In 2013, Forbes estimated the value of the University of Alabama’s football program grew 32 percent in head coach Nick Saban’s first six years as head of the program.
University Chancellor Robert Witt called Saban the best investment in Alabama’s history. Saban may be the best example of the value that a coach can provide, but he is not unique.
The use of restrictive covenants in coaching contracts drew attention in 2013 when the University of Arkansas hired Bret Bielma away from the University of Wisconsin. Bielma’s contract with Arkansas includes a noncompete clause that prohibits Bielma from coaching at any other Southeastern Conference school through at least December 2018.
While coaches’ contracts often contain expensive buyout provisions that are essentially liquidated-damages clauses, and often also require consent to interview a sitting coach, an actual noncompete agreement is a relatively novel concept in the college sports business.
Arizona State University followed suit when it hired head football coach Todd Graham from the University of Pittsburgh. It is a fair bet to assume that this trend may continue as teams and institutions recognize the monetary value of coaches as assets.
While relatively novel in the coaching field, the front office and executive level is where restrictive covenants are taking hold, particularly given the rise of analytical tools to develop and scout players.
With respect to front office employees, the critical concern is determining what can and cannot be protected from external dissemination. Just like players and coaches, knowledge, and the mechanisms that provide such data, are assets to an organization.
Sometimes these systems are proprietary to the individual employee if created before he or she joined the organization, but sometimes the team owns the rights.
The critical question facing the industry is how much can be done to protect the sharing of new technology and proprietary analysis when teams and individuals part ways.

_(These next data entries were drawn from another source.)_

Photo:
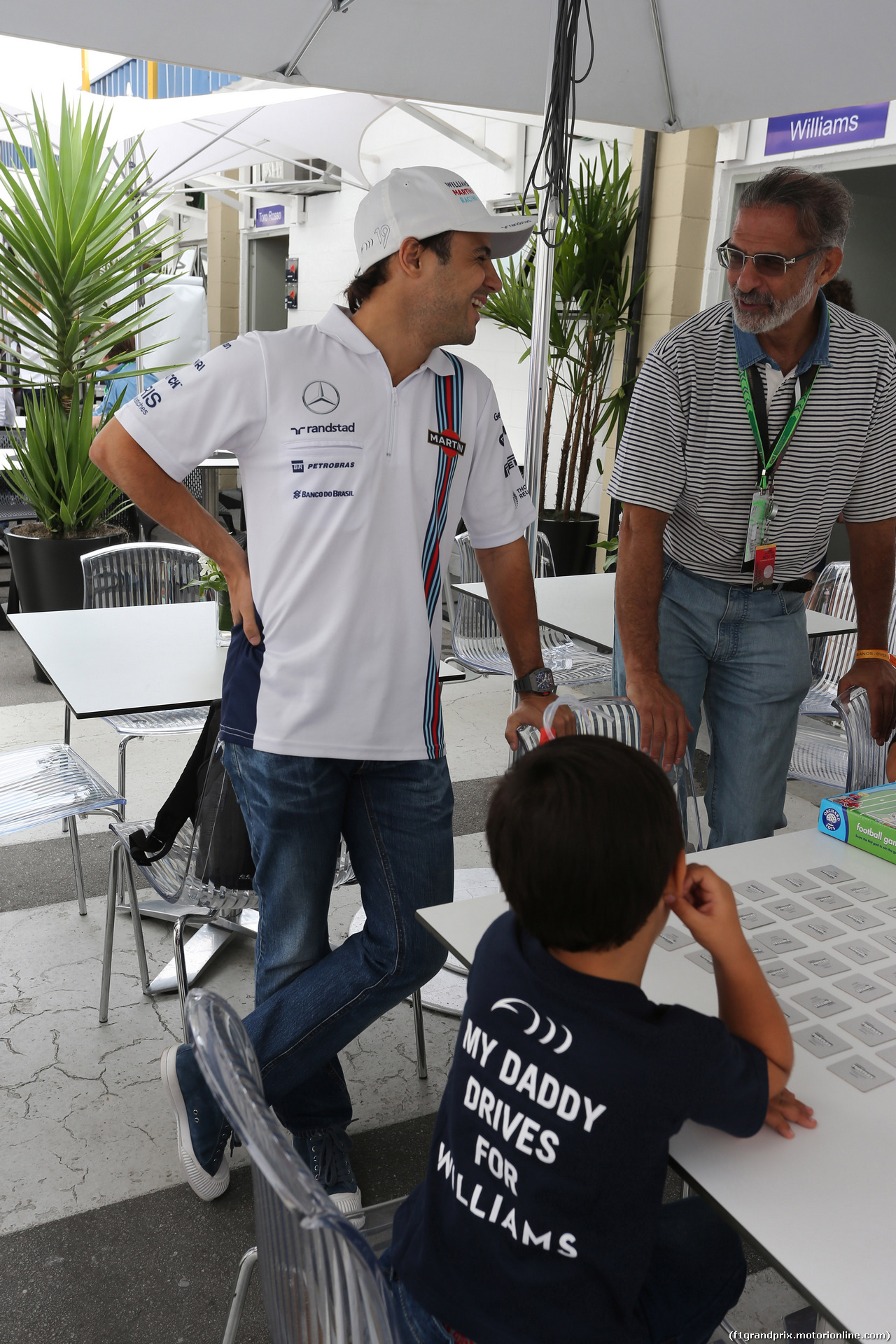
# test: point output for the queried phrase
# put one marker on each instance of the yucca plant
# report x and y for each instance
(592, 300)
(77, 265)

Obviously, the illegal hacking of a team’s scouting system is prohibited, as evidenced by the conviction and imprisonment of former St. Louis Cardinals scouting director Chris Correa.

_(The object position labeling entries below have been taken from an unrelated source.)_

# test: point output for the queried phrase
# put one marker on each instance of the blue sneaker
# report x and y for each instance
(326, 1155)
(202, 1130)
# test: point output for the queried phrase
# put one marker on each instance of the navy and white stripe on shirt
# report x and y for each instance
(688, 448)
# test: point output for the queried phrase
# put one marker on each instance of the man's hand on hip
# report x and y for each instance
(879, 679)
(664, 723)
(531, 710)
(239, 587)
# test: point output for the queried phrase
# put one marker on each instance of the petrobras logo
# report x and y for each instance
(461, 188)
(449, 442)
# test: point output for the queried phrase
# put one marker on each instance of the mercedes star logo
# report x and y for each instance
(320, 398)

However, front office personnel regularly move from team to team, and this is the primary path for career growth for most in the business. Further, most of these employees are not making anywhere near the amount of money earned by the players.
Ben Lindbergh of The Ringer recently wrote an investigative piece on the subject, titled “Baseball’s Ever-Expiring Secrets” on Feb. 6. In the piece, Lindbergh noted that inter-organization transfers are common place, with an open interview policy in baseball that is widely observed; however, teams are now starting to take steps to prevent proprietary information from leaking outside of their organization. A key tool in doing so is through nondisclosure agreements.
The difficulty, however, is drawing the line between a tangible, protectable system/mechanism, versus information learned and retained simply through the day-to-day experience on the job. From a legal perspective, a mere idea or concept is generally not protectable, but a specific process or technology might be.
On the other hand, an inherent problem with patents is that filing for protection requires certain disclosures that expose the propriety information anyway.
To combat unwanted sharing, teams could start exploring more widespread use of restrictive covenants such as noncompete clauses, but the practical application of this strategy is questionable.
In a business where competition is inherent, and teams regularly employ copycat strategies with respect to on-field play, this may be viewed as counterproductive. What is evident is that limiting the promulgation of propriety information has become increasingly difficult, while the value of doing so has increased exponentially.
Whether it is on the field, on the sidelines or in the front office, sports organizations will continue to seek new ways to protect their assets.